Headline numbers mask AGP’s steady slide despite 10 years in power Premium
The Hindu
BJP’s junior ally in Assam, AGP, gets the same number of seats to contest as last time, but a granular analysis reveals slipping ground
While an upstart born in the aftermath of the anti-Citizenship (Amendment) Act protests manages to hold its own against the principal Opposition party, the one synonymous with regionalism in Assam is in terminal decline even after enjoying the perks of power for the past decade.
The Raijor Dal, with party chief Akhil Gogoi its sole MLA in the outgoing Assembly and that too as an Independent contesting from jail, has managed to wrangle 11 seats from the Congress after calling off alliance talks and announcing candidates for 13 seats.
The Asom Gana Parishad (AGP), BJP’s junior partner in the ruling National Democratic Alliance, has been given 26 seats. The headline number remains intact from the last election in 2021 – the party contested the same number of seats and won nine – but it’s the constituencies AGP has been relegated to that betrays the steady slide and dwindling bargaining chips vis-a-vis- its senior partner.
Party president and Minister Atul Bora keeps his Bokakhat constituency and Cabinet colleague Keshab Mahanta has been renominated from Kaliabor. Diptimayee Choudhury, the wife of party elder Phani Bhushan Choudhury, who now represents Barpeta in the Lok Sabha after serving eight consecutive terms as MLA from Bongaigaon, has been renominated.

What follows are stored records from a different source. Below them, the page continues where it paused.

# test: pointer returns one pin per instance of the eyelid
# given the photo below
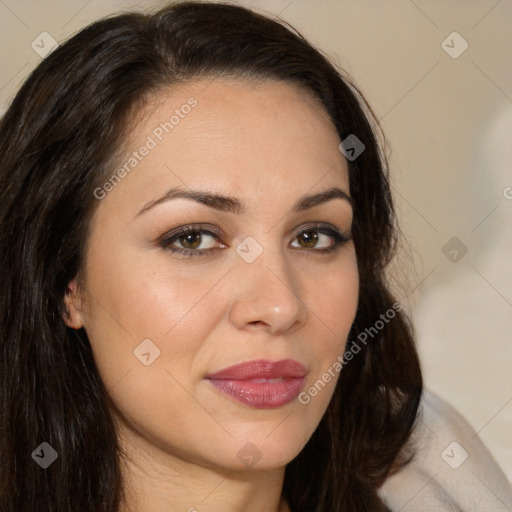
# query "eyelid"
(339, 237)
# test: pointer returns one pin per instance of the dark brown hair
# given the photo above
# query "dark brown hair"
(58, 142)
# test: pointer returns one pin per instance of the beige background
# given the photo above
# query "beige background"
(449, 123)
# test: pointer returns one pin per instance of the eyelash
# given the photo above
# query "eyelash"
(339, 238)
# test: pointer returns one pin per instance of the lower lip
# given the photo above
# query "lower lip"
(261, 395)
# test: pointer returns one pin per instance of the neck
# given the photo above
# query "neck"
(156, 481)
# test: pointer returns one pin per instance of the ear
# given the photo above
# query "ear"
(73, 303)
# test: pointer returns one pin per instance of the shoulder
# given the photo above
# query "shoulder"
(451, 470)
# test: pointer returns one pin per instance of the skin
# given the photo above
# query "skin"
(267, 144)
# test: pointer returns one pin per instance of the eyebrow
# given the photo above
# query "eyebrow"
(233, 205)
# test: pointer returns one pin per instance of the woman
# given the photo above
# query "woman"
(196, 220)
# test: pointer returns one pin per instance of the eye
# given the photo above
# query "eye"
(320, 238)
(191, 241)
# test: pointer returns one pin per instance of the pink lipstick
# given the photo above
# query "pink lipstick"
(260, 383)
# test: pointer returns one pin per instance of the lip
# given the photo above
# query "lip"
(261, 384)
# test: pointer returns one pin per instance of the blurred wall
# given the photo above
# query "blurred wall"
(445, 102)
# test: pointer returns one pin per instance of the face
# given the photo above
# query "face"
(220, 279)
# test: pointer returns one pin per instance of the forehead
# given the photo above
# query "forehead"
(236, 134)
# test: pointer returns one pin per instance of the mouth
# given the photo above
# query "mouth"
(261, 384)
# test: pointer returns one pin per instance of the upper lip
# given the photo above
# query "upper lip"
(261, 369)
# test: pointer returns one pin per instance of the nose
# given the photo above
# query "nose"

Prithviraj Rabha will defend his Tezpur seat while Prodip Hazarika has been shifted to Sivasagar from Amguri due to delimitation.
These are perhaps the only hurrahs for the regional outfit that was forged in the crucible of the Assam Agitation, swept to power in the mid-1980s, and secured another term in government a decade later. Thirteen of the AGP’s candidates this time are from the minority community, the highest proportion among parties barring Badruddin Ajmal’s All India United Democratic Front (AIUDF).
While Mr. Bora explained it away as winnability arithmetic and “local dynamics”, the plain truth is that the BJP, which named no Muslim candidate among its 89, has saddled its ally with the bulk of the post-delimitation constituencies with heavy minority concentration.